It seems like the most frequently-asked question on the MSDN T-SQL Forum is how to put together a column that contains a list of some kind.
For example, take a look at the Northwind database. There’s a Categories table and a Products table. We’d like to produce a list of all Categories and, for each Category, produce a column containing a comma-delimited (and sorted) list of ProductID’s that are discontinued.
The standard answer that we give to these kinds of questions (providing that the original poster of the question is using SQL2005 or beyond) is something like this:
select CategoryName
,DiscontinuedIDs=
stuff(
(
select ','+convert(varchar,ProductID)
from Products
where CategoryID=Categories.CategoryID
and Discontinued=1
order by ProductID
for xml path('')
)
,1,1,'')
from Categories
order by CategoryName
/*
CategoryName DiscontinuedIDs
--------------- ---------------
Beverages 24
Condiments 5
Confections NULL
Dairy Products NULL
Grains/Cereals 42
Meat/Poultry 9,17,29,53
Produce 28
Seafood NULL
*/
Most times the poster will come back and say, “Er… uh… Thanks.” But occasionally someone will say, “Huh? What’s with all that XML stuff? Could you explain what the heck that complicated mess o’ code is doing please?”
I know when I first started studying T-SQL and started frequenting the forums and saw this kind of answer, I felt kind of intimidated and figured that this stuff was more complex than I had thought.
But it all becomes clear if you go through how this works step by step.
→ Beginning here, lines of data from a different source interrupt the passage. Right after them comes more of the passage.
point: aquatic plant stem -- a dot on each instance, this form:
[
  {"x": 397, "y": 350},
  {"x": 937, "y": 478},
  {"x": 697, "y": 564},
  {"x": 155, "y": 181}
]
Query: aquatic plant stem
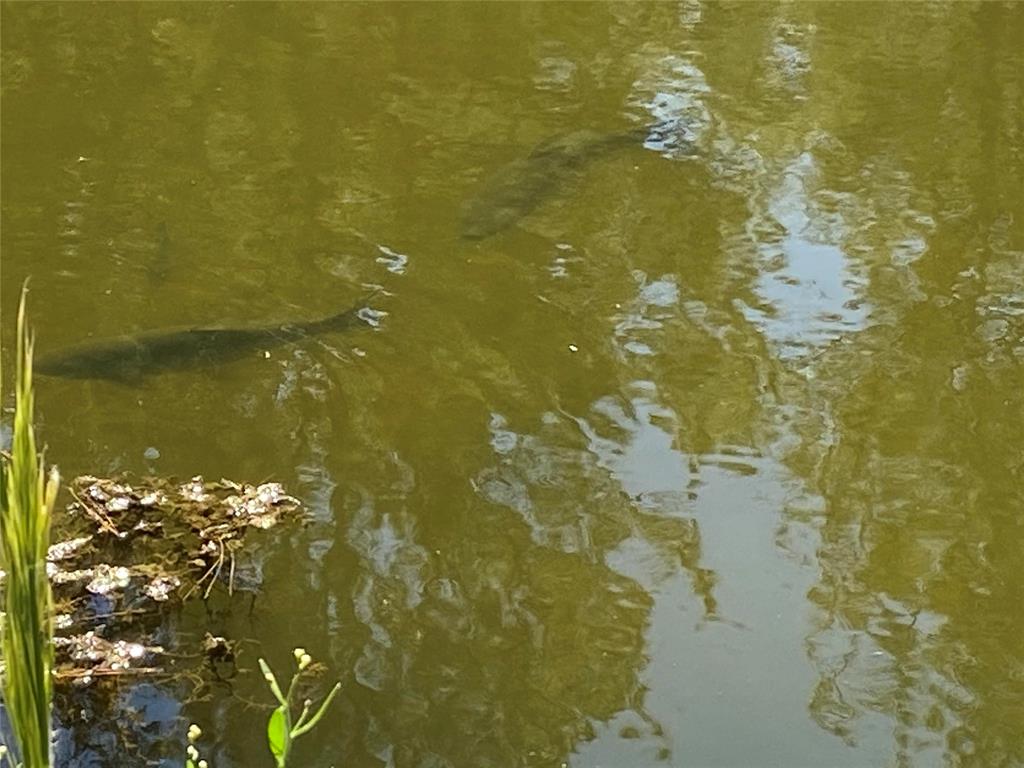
[{"x": 27, "y": 499}]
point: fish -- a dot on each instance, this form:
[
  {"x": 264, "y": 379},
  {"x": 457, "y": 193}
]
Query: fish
[
  {"x": 130, "y": 358},
  {"x": 518, "y": 187}
]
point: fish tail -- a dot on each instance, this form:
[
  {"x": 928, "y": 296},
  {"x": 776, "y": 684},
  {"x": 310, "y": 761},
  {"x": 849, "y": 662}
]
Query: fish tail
[{"x": 347, "y": 318}]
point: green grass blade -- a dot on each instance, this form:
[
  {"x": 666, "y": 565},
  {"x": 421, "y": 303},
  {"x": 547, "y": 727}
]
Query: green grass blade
[{"x": 27, "y": 499}]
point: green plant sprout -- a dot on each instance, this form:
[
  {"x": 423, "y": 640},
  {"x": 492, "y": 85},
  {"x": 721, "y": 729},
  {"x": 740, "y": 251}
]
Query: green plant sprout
[
  {"x": 281, "y": 731},
  {"x": 27, "y": 498},
  {"x": 195, "y": 760}
]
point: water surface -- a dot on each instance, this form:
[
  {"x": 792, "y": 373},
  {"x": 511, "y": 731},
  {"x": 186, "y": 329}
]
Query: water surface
[{"x": 709, "y": 458}]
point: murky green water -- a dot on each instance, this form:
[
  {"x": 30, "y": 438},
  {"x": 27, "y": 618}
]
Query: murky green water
[{"x": 710, "y": 453}]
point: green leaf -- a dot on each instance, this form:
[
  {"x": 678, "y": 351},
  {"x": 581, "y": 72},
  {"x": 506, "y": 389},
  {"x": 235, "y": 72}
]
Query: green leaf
[{"x": 278, "y": 737}]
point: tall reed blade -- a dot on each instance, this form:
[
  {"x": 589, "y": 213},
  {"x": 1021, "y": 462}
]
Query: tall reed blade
[{"x": 27, "y": 499}]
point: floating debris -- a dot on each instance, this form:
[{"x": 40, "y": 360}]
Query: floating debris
[{"x": 138, "y": 548}]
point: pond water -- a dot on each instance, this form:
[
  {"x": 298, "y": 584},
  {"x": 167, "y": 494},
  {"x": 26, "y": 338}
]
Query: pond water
[{"x": 689, "y": 426}]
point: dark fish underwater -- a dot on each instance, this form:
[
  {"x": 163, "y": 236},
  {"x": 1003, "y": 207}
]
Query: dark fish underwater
[
  {"x": 129, "y": 358},
  {"x": 515, "y": 189}
]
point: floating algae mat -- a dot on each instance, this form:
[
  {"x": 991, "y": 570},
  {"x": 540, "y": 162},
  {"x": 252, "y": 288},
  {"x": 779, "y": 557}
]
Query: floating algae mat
[
  {"x": 135, "y": 549},
  {"x": 130, "y": 554}
]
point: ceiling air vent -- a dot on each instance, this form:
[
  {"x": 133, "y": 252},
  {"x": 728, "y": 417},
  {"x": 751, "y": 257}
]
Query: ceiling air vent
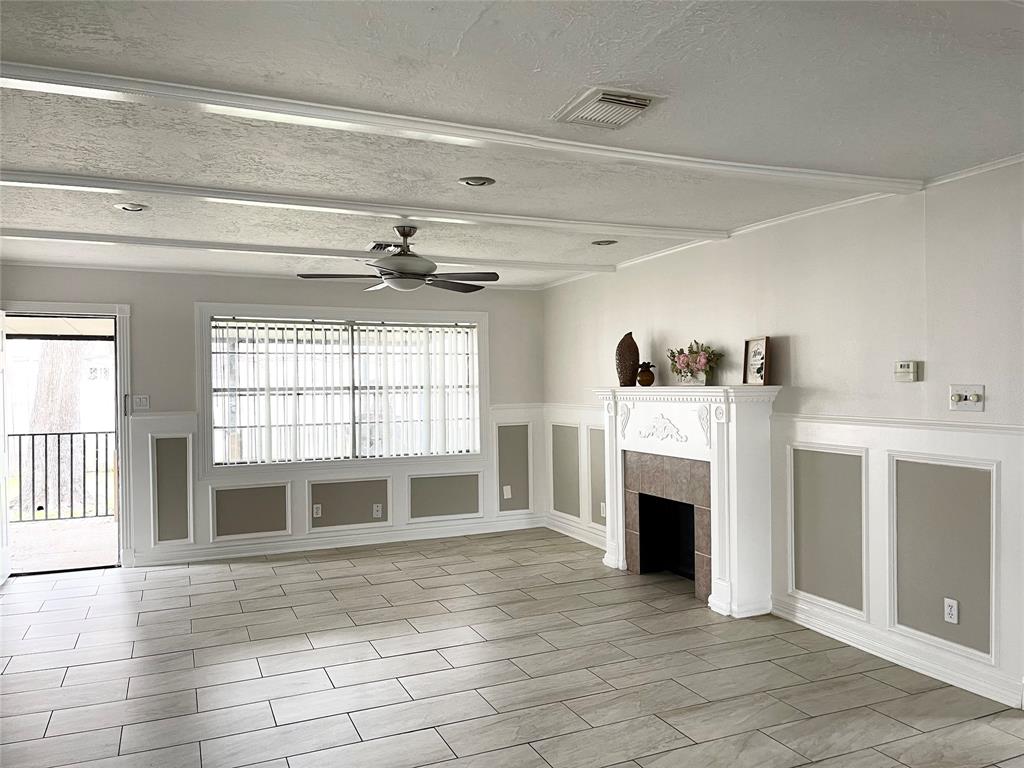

For illustration purposes, let’s create a temporary table #Stooges and populate it:
create table #Stooges (ID int, Name varchar(10))
insert #Stooges select 1,'Moe'
union all select 2,'Larry'
union all select 3,'Curly'
Now if we do a normal query on this table, we get rows and columns:
select * from #Stooges
/*
ID Name
--- ------
1 Moe
2 Larry
3 Curly
*/
But if we add a FOR XML clause to the query, we get an XML representation of the data:
select * from #Stooges for xml path
/*
XML_F52E2B61-18A1-11d1-B105-00805F49916B
----------------------------------------
<row><ID>1</ID><Name>Moe</Name></row>
<row><ID>2</ID><Name>Larry</Name></row>
<row><ID>3</ID><Name>Curly</Name></row>
*/
In reality, it did not return 3 rows of data… I just presented it that way for readability. In fact, it didn’t produce any rows or columns… it actually produced an XML stream. Any query that has the FOR XML clause (without the ,TYPE directive) produces an XML stream. The data is streamed out in (2033-character) chunks as the query is executed, as you can see below, where I query the 120,000-record SalesOrderDetail table in AdventureWorks. The first part of the XML stream is plopped into the SSMS Results window almost immediately, and the query is still grinding away to finish up the rest of the stream.

(If you want to read more about how the XML streams are created, read this blog entry from Eugene Kogan of Microsoft).
In case you’re curious about where the mysterious F52E2B61-18A1-11d1-B105-00805F49916B identifier name comes from, see the snapshot of the Registry Editor below.

It’s the GUID associated with the IXMLDocument Interface that’s part of the Type Library associated with the MSXML DLL files installed into the Windows System Directory. (If that last sentence sounded like a lot of gibberish to you, I can relate… Don’t worry… It’s not important… As far as I’m concerned, we can pretend that the identifier name came from little magic elves sprinkling pixie dust on pretty unicorns… It makes about as much sense and is easier to understand and relate to).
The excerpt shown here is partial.